Cabaret reviews Michelle Williams Alan Cumming

How about another wild card thrown into an anything-goes Tony race?

The Tony Awards Administration committee, which meets periodically to decide eligibility questions regarding the season’s Tony contenders, had at least one surprise in store for awards pundits and armchair prognosticators: The Roundabout Theater Company revival of “Cabaret” — essentially a remount of Sam Mendes and Rob Marshall’s Tony-winning 1998 production — will be eligible in the musical revival category.

It’s a relatively minor shakeup in one of the season’s less competitive categories, but the decision nonetheless runs counter to the expectations of most in the industry, who anticipated that the show wouldn’t be eligible in the production category since it had been nominated, and won, the first time around. The ruling follows a precedent set by recent revivals of “A Chorus Line” and “Les Miserables” that were also remounts of earlier stagings.

Alan Cumming, who plays the same part in “Cabaret” for which he scored a Tony in 1998, won’t be eligible for a lead musical actor nomination, but the fresh members of the cast — including Michelle Williams — will be.

Among other rulings, the admin committee deemed that “Lady Day at Emerson’s Bar & Grill,” the Billie Holiday bio that features Audra McDonald singing a number of Holiday standards, is a play rather than a musical.
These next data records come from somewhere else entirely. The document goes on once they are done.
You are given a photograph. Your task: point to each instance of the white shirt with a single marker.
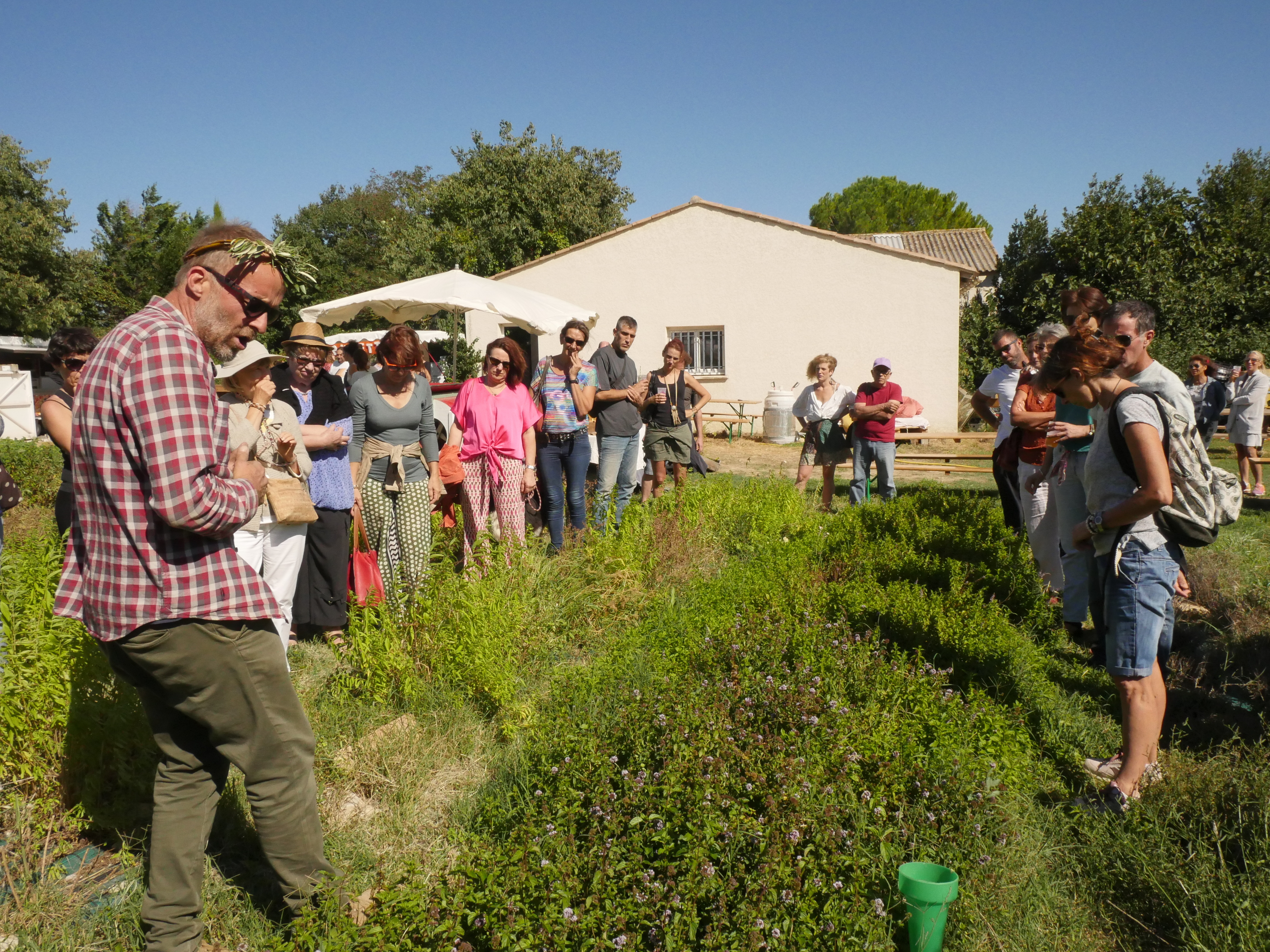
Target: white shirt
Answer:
(809, 407)
(1003, 384)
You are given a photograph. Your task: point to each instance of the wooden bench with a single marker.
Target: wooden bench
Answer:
(956, 437)
(733, 423)
(945, 458)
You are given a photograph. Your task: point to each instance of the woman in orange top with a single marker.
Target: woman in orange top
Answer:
(1032, 414)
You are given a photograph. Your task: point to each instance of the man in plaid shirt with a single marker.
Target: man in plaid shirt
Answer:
(153, 574)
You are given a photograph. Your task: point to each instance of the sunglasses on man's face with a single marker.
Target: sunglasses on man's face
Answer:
(1122, 339)
(252, 306)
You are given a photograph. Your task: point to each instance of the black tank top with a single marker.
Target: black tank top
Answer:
(677, 397)
(69, 400)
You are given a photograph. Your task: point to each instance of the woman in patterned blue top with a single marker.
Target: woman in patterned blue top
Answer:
(564, 386)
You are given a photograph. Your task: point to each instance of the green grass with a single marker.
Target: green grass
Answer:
(943, 686)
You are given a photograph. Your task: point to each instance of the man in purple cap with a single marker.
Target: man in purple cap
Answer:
(874, 435)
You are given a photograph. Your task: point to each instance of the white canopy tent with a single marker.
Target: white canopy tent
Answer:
(375, 336)
(455, 291)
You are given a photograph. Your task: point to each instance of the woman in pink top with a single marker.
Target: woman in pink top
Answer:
(494, 417)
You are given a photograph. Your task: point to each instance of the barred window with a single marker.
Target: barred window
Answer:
(705, 352)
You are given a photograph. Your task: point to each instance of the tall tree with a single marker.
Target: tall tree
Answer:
(139, 252)
(37, 274)
(510, 202)
(1199, 258)
(345, 234)
(873, 205)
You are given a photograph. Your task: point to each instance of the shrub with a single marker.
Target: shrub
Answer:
(35, 466)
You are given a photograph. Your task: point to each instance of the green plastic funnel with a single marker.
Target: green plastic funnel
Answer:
(930, 890)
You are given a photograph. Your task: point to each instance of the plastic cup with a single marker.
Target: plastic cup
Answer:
(929, 890)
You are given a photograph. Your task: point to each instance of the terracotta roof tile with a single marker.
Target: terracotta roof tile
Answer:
(970, 248)
(865, 240)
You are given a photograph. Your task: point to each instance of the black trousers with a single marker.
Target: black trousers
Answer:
(63, 508)
(322, 589)
(1008, 485)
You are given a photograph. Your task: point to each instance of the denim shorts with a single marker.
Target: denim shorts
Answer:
(1139, 607)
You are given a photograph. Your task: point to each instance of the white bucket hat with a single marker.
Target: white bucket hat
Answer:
(248, 356)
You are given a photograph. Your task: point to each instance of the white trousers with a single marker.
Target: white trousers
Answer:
(276, 553)
(1041, 517)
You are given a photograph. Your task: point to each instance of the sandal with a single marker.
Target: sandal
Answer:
(336, 639)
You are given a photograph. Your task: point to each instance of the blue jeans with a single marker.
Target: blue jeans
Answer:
(1136, 608)
(562, 464)
(618, 478)
(873, 452)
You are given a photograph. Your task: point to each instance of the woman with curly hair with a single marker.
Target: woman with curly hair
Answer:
(1136, 565)
(394, 460)
(818, 409)
(494, 418)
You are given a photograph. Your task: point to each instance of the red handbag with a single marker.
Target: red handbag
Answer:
(364, 568)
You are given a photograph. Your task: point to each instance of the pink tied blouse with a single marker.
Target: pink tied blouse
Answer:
(494, 424)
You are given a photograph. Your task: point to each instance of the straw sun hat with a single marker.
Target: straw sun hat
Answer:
(244, 358)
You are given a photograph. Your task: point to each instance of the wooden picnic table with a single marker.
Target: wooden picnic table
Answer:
(956, 437)
(945, 458)
(732, 422)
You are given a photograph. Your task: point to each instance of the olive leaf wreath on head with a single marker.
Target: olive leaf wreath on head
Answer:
(296, 271)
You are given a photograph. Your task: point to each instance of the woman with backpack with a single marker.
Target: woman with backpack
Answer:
(818, 410)
(1136, 564)
(1248, 413)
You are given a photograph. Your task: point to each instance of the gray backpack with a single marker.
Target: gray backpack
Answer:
(1204, 496)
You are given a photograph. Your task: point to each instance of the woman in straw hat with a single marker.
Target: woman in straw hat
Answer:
(272, 432)
(321, 403)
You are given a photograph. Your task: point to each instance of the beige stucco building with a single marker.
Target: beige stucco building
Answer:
(756, 298)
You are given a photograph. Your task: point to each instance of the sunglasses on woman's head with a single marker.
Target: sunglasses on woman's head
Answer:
(252, 306)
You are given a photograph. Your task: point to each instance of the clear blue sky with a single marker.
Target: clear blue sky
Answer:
(760, 106)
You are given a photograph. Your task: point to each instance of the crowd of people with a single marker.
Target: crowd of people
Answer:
(1081, 463)
(210, 490)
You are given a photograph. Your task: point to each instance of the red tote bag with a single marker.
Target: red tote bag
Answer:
(364, 567)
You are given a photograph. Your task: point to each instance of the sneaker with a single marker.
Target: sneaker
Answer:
(1107, 769)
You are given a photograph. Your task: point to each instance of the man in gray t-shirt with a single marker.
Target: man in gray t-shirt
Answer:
(619, 393)
(1135, 323)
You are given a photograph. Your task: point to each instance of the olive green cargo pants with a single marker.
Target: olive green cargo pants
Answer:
(218, 694)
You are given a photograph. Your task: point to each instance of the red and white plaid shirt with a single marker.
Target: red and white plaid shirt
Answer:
(155, 499)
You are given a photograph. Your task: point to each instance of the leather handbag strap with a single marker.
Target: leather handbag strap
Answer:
(360, 527)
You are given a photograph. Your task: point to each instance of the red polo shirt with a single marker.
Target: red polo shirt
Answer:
(872, 395)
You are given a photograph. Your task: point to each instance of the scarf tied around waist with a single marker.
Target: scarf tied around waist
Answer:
(373, 450)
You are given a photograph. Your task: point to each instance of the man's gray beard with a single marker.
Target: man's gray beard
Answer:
(216, 327)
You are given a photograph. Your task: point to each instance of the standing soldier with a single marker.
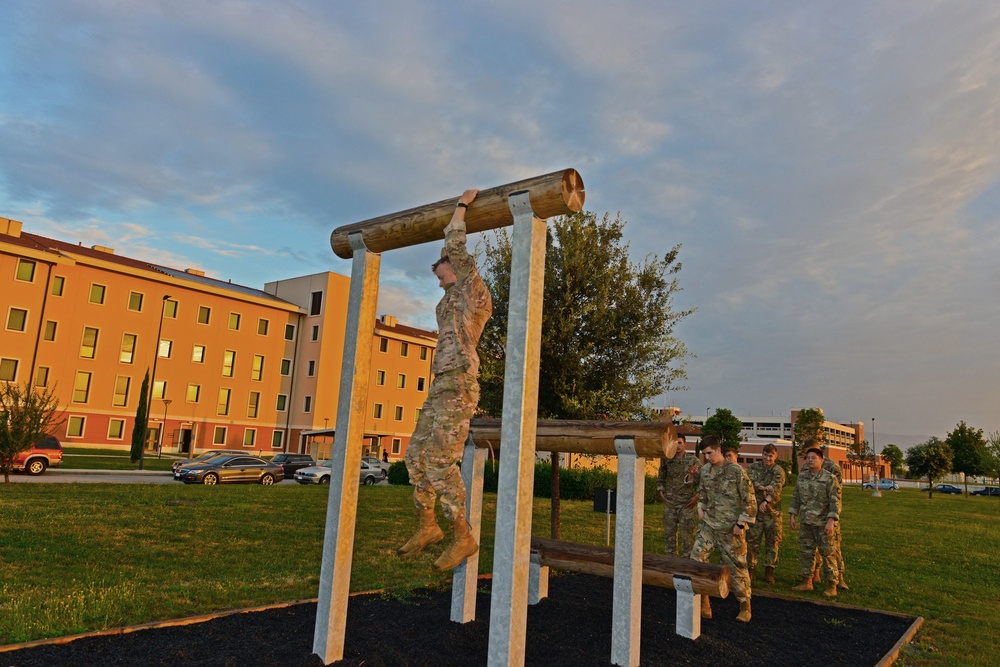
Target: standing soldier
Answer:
(678, 486)
(816, 502)
(434, 452)
(726, 505)
(768, 478)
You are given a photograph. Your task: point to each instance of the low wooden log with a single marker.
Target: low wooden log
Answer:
(558, 193)
(706, 578)
(653, 439)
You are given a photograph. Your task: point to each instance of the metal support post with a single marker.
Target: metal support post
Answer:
(512, 544)
(341, 512)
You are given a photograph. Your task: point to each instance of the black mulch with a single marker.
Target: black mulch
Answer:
(572, 627)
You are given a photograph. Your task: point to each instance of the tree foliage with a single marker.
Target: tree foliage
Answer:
(724, 427)
(27, 414)
(930, 461)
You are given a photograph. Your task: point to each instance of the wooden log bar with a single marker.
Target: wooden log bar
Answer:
(706, 578)
(653, 439)
(558, 193)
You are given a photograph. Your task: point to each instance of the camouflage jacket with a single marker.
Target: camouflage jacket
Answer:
(678, 478)
(767, 484)
(816, 497)
(462, 311)
(725, 496)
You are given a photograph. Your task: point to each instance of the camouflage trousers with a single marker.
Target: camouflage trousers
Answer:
(679, 521)
(813, 542)
(767, 528)
(732, 552)
(435, 450)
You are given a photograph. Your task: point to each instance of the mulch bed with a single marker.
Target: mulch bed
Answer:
(572, 628)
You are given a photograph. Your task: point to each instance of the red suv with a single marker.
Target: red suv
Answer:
(44, 453)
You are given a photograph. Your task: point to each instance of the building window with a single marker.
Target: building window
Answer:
(75, 427)
(8, 370)
(81, 388)
(122, 383)
(26, 270)
(128, 349)
(88, 346)
(116, 429)
(223, 407)
(228, 361)
(17, 319)
(135, 301)
(97, 293)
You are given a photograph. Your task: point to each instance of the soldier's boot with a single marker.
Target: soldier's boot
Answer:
(428, 533)
(806, 585)
(462, 546)
(744, 614)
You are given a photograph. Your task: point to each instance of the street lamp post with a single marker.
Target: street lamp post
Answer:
(152, 381)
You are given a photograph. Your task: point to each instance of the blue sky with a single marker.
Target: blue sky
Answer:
(830, 168)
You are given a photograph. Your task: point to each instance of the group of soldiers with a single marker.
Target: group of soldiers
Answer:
(739, 510)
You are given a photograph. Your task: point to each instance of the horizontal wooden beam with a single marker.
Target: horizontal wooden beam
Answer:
(706, 578)
(558, 193)
(653, 439)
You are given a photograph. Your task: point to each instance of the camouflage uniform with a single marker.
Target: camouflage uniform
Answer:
(435, 449)
(725, 498)
(767, 484)
(815, 500)
(678, 482)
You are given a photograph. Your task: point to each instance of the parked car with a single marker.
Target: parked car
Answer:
(944, 488)
(320, 474)
(883, 485)
(45, 453)
(291, 462)
(231, 469)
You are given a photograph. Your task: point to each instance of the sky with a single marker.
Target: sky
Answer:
(830, 169)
In its original Off Broadway run, the 1986 show was initially categorized as a musical as reflected by the awards for which it was eligible at the time.

The ruling matches up with the eligibility specifics of another recent stage bio with a lot of music, Judy Garland backstager “End of the Rainbow.” It also moves McDonald, a legit awards fave, out of the highly competitive lead actress in a musical race and puts her in the lead play actress category — which is shaping up to be fairly crowded as well, with LaTanya Richardson Jackson of “A Raisin in the Sun” among those just ruled eligible for a nomination in that category.

As expected, tuners “Violet” and “Hedwig and the Angry Inch” and play “The Cripple of Inishmaan” join “Lady Day” as shows that have been deemed revivals despite the fact that none of them have appeared on Broadway before. That decision is based on a regulation that stipulates that if a show has entered the theatrical canon without a Broadway run — as was the case with “Driving Miss Daisy,” which in 2010 was deemed a revival in a first Rialto engagement — then the show should be classified as a revival rather than a new title.

The producers of “Inishmaan” had angled for it to be considered a new play, since it was the show’s first time on the Rialto. But the Tony committee didn’t bite, instead slotting the production into the crowded play revival category.

All along Broadway, the best actress in a musical race is widely considered the most competitive of the season, with divas on the list of potential nominees including Idina Menzel (“If/Then”), Kelli O’Hara (“The Bridges of Madison County”), Jessie Mueller (“Beautiful”) and Sutton Foster (“Violet”), plus Hollywood awards regular Williams. McDonald has now been crossed off that list, and so has Marin Mazzie, the “Bullets Over Broadway” actress and industry fave who might arguably have been classified as either a lead or a supporting thesp. The admin committee decided to consider her eligible in the supporting category.

The season’s final meeting of the Tony admin group was held the day after the April 24 eligibility cutoff for the 2013-14 season. Nominations will be announced April 29.